ACTIVITIES PERCENTAGES
Papers 60%
Final Exam 25%
Class Participation 5%
Section Participation and Quizzes 10%


 

Subject Matter

This course is primarily intended for students who have not had any previous exposure to philosophy. It treats a small number of important philosophical questions in some depth. (For more breadth and less depth, try 24.00, Problems of philosophy.)
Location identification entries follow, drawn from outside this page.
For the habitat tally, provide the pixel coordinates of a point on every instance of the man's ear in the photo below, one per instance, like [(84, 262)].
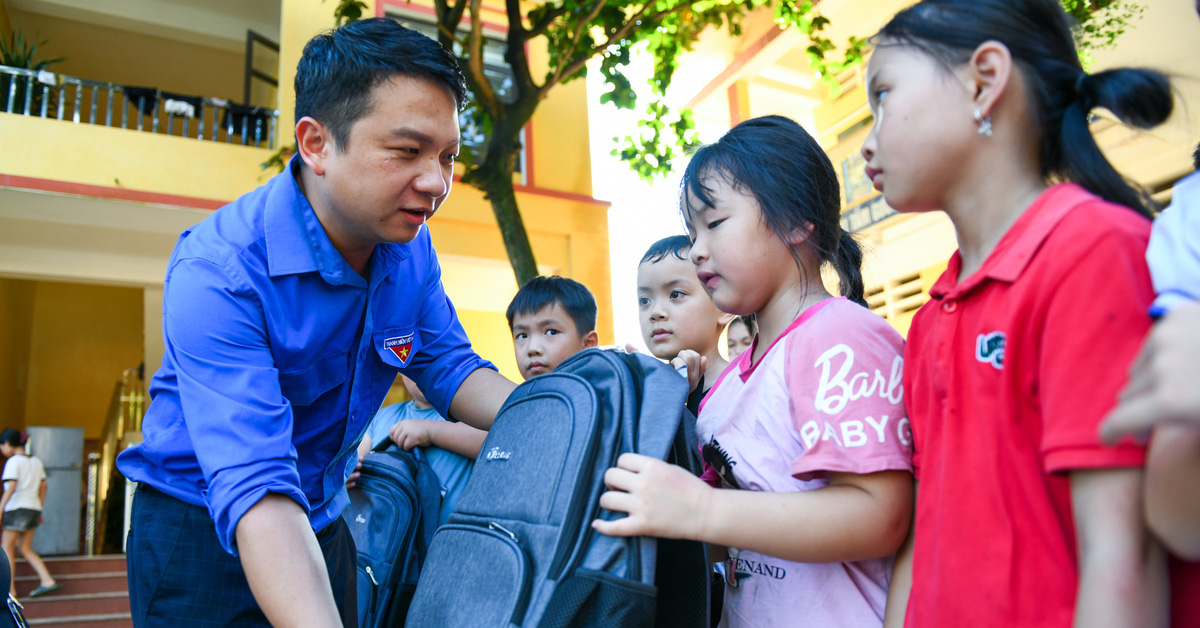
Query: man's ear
[(988, 75), (315, 144)]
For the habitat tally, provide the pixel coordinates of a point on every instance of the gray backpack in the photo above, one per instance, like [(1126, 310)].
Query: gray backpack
[(520, 549)]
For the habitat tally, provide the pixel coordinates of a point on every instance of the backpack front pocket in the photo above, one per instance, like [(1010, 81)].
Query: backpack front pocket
[(455, 592)]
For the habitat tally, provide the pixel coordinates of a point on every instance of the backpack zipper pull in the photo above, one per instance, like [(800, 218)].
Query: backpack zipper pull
[(498, 527)]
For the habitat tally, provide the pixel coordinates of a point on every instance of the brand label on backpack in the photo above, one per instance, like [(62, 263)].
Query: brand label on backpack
[(496, 454)]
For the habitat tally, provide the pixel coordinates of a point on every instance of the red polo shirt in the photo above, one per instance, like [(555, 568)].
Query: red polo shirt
[(1007, 377)]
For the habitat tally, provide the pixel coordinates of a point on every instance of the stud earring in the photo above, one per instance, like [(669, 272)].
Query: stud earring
[(984, 123)]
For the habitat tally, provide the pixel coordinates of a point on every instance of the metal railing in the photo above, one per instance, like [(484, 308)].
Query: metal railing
[(125, 414), (78, 100)]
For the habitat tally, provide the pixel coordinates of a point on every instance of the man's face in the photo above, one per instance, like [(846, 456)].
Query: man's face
[(544, 339), (396, 168)]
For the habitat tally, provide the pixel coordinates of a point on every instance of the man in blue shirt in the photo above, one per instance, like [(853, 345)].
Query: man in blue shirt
[(286, 317)]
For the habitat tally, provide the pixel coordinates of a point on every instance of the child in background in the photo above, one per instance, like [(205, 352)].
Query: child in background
[(810, 420), (551, 318), (24, 492), (1023, 516), (449, 447), (738, 335), (677, 315)]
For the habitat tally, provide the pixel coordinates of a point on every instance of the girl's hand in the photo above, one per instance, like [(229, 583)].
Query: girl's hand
[(412, 432), (661, 500), (695, 364), (1162, 381)]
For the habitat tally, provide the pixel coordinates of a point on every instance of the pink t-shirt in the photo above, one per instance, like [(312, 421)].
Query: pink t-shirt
[(826, 396)]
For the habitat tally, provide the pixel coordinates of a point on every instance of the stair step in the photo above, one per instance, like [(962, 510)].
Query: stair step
[(75, 564), (71, 584), (112, 620), (60, 605)]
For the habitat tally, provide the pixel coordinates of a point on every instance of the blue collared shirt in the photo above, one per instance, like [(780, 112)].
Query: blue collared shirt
[(277, 354), (1174, 252)]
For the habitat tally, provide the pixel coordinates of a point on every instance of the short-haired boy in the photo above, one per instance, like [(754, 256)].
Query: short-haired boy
[(551, 318), (676, 314)]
  1. What are persons? Soul pellets, living bodies, brains, or what?
    It comes naturally to think that whether you survive some upcoming event (say a heart operation) is a yes or no question, and a question of great importance: death is a hard fact and a bad thing. Derek Parfit argues in Reasons and Persons that the right answer to (1) implies that there is sometimes no fact of the matter as to whether you survive; also that you sometimes (even when there is a fact of the matter) ought not to care about not surviving, since death is as good as life. Our first few weeks will be devoted to Parfit's argument and critical reactions to it.

     
  2. Are moral standards absolute or in some sense "relative"?
    Harman and Thomson's Moral Relativism and Moral Objectivity takes the form of a debate about the question (Harman being the moral relativist, and Thomson the moral objectivist). It is self contained, and mostly clear and accessible. The goal is to read and discuss a good chunk of the book.

     
  3. Is the truth about external reality absolute or relative to one's point of view?
    Science seems to show that external objects are not colored or sweet in themselves but only in relation to human observers (Blackburn). This concedes to science the task of saying what objects are like "in themselves." But Thomas Kuhn's The Structure of Scientific Revolutions casts doubt even on that. Is the world really a certain way or are competing perspectives on it equally valid?

Aim

By the end of the course you should be able to see your way through the swirling fog of metaphor that often surrounds these issues to a reasonably precise formulation of the central questions. You should also have some familiarity with the way in which a philosophical problem arises, and techniques by means of which one might try to solve it. And, with a bit of luck, you might even end up with philosophical views yourself.

Feedback

Your comments and criticism, expressed either to myself or the TAs, are extremely welcome.